До дома доктора такси доехало быстро. Водитель помог Федотову донести вещи. Доктор уже ждал Олега — был накрыт стол, кипел чайник.

— Давай поужинаем, ты же с работы? — сказал Владимир Анатольевич.

— Я — из дома, — усмехнулся Олег.

— Мой руки, садись за стол и рассказывай, — потребовал доктор. Владимир Анатольевич был единственным человеком, который мог им руководить. Единственным, если не считать, конечно, жены.

— Да, собственно, все очень просто, — начал Олег, помешивая чай. Несмотря на аппетитно пахнущую колбасу, холодную картошку с зеленью и свежий чай, есть он не хотел. Сейчас, когда он уже добрался до этого гостеприимного дома, когда не надо было «держать спину» перед соседями, перед незнакомым водителем, прохожими, он обмяк и сник. Случившееся показалось ему фатальным — никогда он не объяснится с женой. Характер Соломатиной он знал давно и знал хорошо. А еще в его жизни был сын Степан. За него он будет бороться, если это будет необходимо. И так страшно было от одной мысли, что за сына надо воевать с человеком, которого тоже безумно любишь — с Инной.

— Виноват? Только честно? — донеслось до него. Доктор терпеливо ждал ответа.

— Я даже не знаю, — пожал плечами Олег, — я просто не очень понимаю, что произошло.

Он сделал глоток чая и очень подробно рассказал о том, что случилось между ним и Соломатиной.

— Знаешь, такая ерунда получается, — прокряхтел Владимир Анатольевич, — твоя жена далеко не дура. И не истеричка. Уж позволь мне это знать. Я таких психованных за километр чую и диагнозы им ставлю.

— Нет, она совсем не истеричка. И она умная, — подтвердил Олег.
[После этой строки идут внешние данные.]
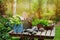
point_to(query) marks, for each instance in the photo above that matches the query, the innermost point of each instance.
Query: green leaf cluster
(15, 20)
— Если все так, как ты рассказываешь, а я не сомневаюсь в этом, — поспешил уточнить доктор, — то получается, что либо ты чего-то не знаешь, либо…

— Либо?

— Либо надо разговаривать с ней. Знаешь, рождение ребенка, декретный отпуск, все эти хлопоты, усталость — иногда у женщин случаются неврозы. А где неврозы, там и вспыльчивость, подозрительность, неадекватные поступки. Она вспылила. Сдали нервы. А сейчас сидит, смотрит на свой телефон и молит бога, чтобы ты позвонил.

— У моей жены невроза нет. Она рассудительна, умеет анализировать, вообще, у нее диплом летчика-любителя. Неврозы и прочее — это не про нее. И еще она терпеть не может ссориться, — ответил Олег, вспомнив, как Соломатина сама пришла в спальню после их ссоры из-за Калязиной.

— Но как узнать причину такого поступка? — развел руками доктор.

— Я не знаю. Попробую позвонить ей через пару дней. Раньше смысла не имеет.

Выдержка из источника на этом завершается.